В сенях что-то грохнуло – будто упал чугунок. Алексей вздрогнул и попытался заглянуть внутрь.
– Мария там?

Анна Степановна не отвела блокирующего дверь тела.
– Маша здесь. Она тут все четыре года здесь, при мне, как родная. Всё ждала. А ты, вижу, нашёл себе… новую родню.

– Мама, хватит, – голос Алексея налился сталью, той самой фронтовой, что заставляла вздрагивать молодых бойцов. – Пропусти нас в дом. Или мы с Лейлой развернёмся и уйдём. Решать тебе.

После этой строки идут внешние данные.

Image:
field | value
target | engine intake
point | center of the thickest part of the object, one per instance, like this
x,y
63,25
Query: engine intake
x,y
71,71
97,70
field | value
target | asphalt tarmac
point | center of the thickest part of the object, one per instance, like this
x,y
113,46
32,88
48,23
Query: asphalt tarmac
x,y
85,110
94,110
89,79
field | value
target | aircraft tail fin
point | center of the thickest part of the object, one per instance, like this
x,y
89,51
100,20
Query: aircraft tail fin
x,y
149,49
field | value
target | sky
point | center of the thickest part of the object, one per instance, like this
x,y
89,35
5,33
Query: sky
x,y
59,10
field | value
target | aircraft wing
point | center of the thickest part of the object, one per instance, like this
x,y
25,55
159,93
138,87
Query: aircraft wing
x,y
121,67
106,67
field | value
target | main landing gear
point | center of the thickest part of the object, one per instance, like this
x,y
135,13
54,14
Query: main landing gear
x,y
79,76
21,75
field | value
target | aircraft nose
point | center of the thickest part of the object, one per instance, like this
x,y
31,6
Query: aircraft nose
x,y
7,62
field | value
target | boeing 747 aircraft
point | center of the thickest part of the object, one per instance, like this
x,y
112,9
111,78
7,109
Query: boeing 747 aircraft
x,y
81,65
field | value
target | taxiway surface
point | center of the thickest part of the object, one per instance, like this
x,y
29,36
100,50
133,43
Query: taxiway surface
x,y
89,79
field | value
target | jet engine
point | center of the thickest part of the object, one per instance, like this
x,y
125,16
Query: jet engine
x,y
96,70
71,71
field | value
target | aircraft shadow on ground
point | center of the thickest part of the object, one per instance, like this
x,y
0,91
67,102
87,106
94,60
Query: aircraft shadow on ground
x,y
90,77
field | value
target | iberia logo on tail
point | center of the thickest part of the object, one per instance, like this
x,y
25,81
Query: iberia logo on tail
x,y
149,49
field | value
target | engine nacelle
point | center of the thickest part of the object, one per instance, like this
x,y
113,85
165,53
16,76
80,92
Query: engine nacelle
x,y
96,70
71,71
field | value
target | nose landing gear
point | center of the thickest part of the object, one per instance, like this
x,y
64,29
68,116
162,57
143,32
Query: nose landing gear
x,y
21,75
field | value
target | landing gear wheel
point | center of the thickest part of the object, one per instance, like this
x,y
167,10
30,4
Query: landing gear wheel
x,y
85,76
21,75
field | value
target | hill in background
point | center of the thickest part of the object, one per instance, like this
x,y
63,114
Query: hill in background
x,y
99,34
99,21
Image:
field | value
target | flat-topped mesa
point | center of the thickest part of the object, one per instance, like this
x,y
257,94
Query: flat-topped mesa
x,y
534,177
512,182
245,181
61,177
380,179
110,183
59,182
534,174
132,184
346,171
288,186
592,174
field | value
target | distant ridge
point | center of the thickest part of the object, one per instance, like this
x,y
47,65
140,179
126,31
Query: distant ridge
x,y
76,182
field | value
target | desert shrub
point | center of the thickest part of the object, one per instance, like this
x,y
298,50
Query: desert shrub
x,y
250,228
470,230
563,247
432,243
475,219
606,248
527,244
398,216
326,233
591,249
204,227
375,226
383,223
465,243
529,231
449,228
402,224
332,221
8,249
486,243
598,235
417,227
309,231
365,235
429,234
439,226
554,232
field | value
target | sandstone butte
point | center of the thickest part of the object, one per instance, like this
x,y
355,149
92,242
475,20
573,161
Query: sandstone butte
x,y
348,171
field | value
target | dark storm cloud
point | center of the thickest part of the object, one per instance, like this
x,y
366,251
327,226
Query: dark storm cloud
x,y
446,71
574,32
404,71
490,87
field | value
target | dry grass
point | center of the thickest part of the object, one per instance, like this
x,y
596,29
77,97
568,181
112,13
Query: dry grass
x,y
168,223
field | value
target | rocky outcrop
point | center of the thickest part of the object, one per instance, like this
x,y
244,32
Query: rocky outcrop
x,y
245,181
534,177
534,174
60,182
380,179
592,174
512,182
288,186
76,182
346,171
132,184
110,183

Наступила тягучая, горячая тишина. Даже воробьи на ветле замолчали. Ольга испуганно дёрнула мать за рукав. Та отмахнулась, но наконец отступила от порога, открыв тёмный провал сеней.
– Заходи. Раз уж привёл… гостью. Только знай, Алексей… – Она не договорила, но смысл повис в воздухе, густой и тяжёлый, как запах полыни.

Они вошли. В горнице пахло хлебом, сушёной мятой и старыми деревянными стенами. На лавке у печи, сжав в белых, узловатых от работы пальцах конец цветастого платка, сидела Мария. Она казалась призраком – таким прозрачным было её лицо, такими огромными – глаза, полные невыплаканного, окаменевшего ужаса. Она смотрела на Алексея, не видя Лейлы, не видя никого, только его – того прежнего, весёлого парня, который в сорок первом, на рассвете, уходя с эшелоном, крикнул ей с теплушки: «Жди, Марусь! Обязательно вернусь!».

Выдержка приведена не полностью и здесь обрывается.